On May 12, 7:46 am, HMS Surprise <j...@datavoiceint.comwrote:
[first message]
HS ==I need to convert the string below into epoch seconds so that I
can
perform substractions and additions.
JM ==I presume you mean "seconds since the epoch". You don't need to
do that.
HS ==I assume I will need to break it
up into a time_t struct and use mktime.
JM ==You assume wrongly. The time module exists (IMVHO) solely as a
crutch for people who are converting C etc code that uses the time.h
functions from the C standard library.
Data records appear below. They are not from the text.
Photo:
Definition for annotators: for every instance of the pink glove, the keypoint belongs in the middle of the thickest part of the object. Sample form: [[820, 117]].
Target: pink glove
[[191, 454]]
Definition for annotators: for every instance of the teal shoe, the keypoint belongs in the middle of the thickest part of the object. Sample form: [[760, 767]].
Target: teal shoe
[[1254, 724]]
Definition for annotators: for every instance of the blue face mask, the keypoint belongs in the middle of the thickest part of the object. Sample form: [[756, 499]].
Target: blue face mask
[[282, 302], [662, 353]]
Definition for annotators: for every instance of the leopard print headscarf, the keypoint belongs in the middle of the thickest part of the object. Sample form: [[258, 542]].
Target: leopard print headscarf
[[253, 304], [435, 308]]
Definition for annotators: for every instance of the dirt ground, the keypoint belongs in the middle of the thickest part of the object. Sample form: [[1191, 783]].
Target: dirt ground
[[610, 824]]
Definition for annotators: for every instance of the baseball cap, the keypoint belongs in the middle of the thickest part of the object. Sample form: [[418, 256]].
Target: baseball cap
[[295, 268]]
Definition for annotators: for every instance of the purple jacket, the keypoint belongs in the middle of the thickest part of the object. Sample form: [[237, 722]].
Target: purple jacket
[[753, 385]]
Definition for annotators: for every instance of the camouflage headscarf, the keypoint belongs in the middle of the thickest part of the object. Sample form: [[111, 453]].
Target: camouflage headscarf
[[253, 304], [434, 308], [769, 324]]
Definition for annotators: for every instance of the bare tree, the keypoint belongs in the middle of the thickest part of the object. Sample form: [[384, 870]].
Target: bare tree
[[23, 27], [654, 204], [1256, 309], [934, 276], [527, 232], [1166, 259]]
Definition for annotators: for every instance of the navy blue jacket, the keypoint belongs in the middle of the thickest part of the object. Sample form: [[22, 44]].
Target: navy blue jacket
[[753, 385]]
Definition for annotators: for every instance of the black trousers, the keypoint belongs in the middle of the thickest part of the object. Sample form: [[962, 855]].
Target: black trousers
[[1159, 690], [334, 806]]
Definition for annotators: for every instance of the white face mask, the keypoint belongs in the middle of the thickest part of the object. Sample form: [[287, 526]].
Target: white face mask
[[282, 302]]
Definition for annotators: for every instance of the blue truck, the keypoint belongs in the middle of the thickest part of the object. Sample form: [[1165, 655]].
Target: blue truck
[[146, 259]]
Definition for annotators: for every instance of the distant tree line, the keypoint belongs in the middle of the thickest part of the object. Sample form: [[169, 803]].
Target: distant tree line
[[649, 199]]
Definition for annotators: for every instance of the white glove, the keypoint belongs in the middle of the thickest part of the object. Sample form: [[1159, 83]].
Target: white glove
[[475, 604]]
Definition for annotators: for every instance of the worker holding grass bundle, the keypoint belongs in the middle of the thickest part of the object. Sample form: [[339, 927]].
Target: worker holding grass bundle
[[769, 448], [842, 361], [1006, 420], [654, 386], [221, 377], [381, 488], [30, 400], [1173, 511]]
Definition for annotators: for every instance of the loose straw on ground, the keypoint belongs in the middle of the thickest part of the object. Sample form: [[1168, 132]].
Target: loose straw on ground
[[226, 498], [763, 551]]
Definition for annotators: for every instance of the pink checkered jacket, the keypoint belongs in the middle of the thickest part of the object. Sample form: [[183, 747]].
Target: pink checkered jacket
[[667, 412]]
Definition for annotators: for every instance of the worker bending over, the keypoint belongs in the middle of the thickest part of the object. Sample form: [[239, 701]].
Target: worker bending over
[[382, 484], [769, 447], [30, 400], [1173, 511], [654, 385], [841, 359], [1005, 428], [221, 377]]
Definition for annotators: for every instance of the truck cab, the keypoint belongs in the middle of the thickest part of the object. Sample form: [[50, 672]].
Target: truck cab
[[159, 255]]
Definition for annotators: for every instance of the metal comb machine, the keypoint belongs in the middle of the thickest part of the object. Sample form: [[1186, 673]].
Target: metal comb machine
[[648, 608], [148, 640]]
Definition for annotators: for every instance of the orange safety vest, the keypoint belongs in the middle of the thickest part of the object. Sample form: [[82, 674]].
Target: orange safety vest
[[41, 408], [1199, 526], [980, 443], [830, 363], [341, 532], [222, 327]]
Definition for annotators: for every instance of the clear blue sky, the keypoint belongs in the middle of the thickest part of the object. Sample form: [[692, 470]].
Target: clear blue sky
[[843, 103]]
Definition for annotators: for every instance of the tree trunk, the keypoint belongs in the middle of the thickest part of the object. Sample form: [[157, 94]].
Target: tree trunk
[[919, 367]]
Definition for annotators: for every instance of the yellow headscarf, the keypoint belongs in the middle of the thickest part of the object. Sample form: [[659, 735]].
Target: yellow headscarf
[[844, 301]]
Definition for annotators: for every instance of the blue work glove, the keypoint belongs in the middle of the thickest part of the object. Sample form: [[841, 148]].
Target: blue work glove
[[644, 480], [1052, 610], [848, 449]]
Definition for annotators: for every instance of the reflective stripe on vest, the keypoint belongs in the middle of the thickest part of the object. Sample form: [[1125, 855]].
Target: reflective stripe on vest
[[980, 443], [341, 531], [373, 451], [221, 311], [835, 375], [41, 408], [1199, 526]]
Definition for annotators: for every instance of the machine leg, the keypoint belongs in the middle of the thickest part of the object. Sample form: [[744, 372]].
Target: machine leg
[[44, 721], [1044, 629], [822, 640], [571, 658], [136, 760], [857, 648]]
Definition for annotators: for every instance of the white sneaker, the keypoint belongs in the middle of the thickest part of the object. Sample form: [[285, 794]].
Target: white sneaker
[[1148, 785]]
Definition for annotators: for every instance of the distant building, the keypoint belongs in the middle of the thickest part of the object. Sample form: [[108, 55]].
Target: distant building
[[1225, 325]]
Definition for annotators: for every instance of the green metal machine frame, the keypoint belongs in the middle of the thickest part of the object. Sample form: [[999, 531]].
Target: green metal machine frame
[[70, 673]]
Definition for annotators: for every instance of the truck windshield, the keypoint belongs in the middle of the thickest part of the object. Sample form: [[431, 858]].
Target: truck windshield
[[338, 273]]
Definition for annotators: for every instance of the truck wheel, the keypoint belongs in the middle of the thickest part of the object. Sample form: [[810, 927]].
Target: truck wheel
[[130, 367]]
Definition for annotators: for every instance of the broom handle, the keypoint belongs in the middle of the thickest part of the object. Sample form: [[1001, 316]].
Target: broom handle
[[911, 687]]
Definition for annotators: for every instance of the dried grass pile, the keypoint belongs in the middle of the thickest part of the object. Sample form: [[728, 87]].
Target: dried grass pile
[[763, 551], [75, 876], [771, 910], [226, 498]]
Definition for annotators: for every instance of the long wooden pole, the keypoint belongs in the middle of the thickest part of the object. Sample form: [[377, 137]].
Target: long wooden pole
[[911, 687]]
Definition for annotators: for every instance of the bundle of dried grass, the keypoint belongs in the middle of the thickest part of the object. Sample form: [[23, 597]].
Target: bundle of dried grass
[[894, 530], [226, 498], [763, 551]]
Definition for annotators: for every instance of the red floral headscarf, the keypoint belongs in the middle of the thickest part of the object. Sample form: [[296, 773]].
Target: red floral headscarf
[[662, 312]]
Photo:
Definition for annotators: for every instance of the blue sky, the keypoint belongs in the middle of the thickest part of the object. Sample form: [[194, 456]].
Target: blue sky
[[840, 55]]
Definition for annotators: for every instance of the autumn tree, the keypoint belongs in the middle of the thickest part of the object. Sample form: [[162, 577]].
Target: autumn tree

If you are starting off from
scratch, use the Python datetime module -- especially if you need to
store and manipulate pre-1970 dates; e.g. the date of birth of anyone
aged more than about 37.5 years :-)
HS ==Two questions if you will
please:
Is there a way to use multiple separator characters for split similar
to awk's [|] style?
JM ==Only if you can find such a way in the manual.
HS ==Could you point to an example of a python time_t struct?
JM ==Python doesn't have that; it's a C concept
HS ==05/11/2007 15:30
[second message]
HS== Could you point to an example of a python time_t struct?
Or maybe that should be a tm struct???
JM ==See previous answer.
[third message]
HS ==Sorry, reading a little closer I see that the time tuple is
apparently
an ordinary list.
JM ==Huh? A tuple is a tuple. A tuple is not a list, not even a very
extraordinary one.
If you are desperate to use the time module, try this:
>>import time
s = "05/11/2007 15:30"
fmt = "%m/%d/%Y %H:%M"
# Given the current date, I'm presuming that your example indicates
that you adhere to the "month-first-contrary-to-common-sense"
religion :-)
>>time.strptime(s, fmt)
(2007, 5, 11, 15, 30, 0, 4, 131, -1)
otherwise:
>>import datetime
d1 = datetime.datetime.strptime(s, fmt)
d1
datetime.datetime(2007, 5, 11, 15, 30)
>>d2 = datetime.datetime(2007, 5, 1)
d2
datetime.datetime(2007, 5, 1, 0, 0)
>>delta = d1 - d2
delta
datetime.timedelta(10, 55800)
>>days_diff = delta.days + delta.seconds / 60. / 60. / 24.
days_diff
10.645833333333334
Do read the datetime module documentation for more info ... in
particular the timedelta object has a microseconds attribute; in
general there is a whole heap of functionality in there.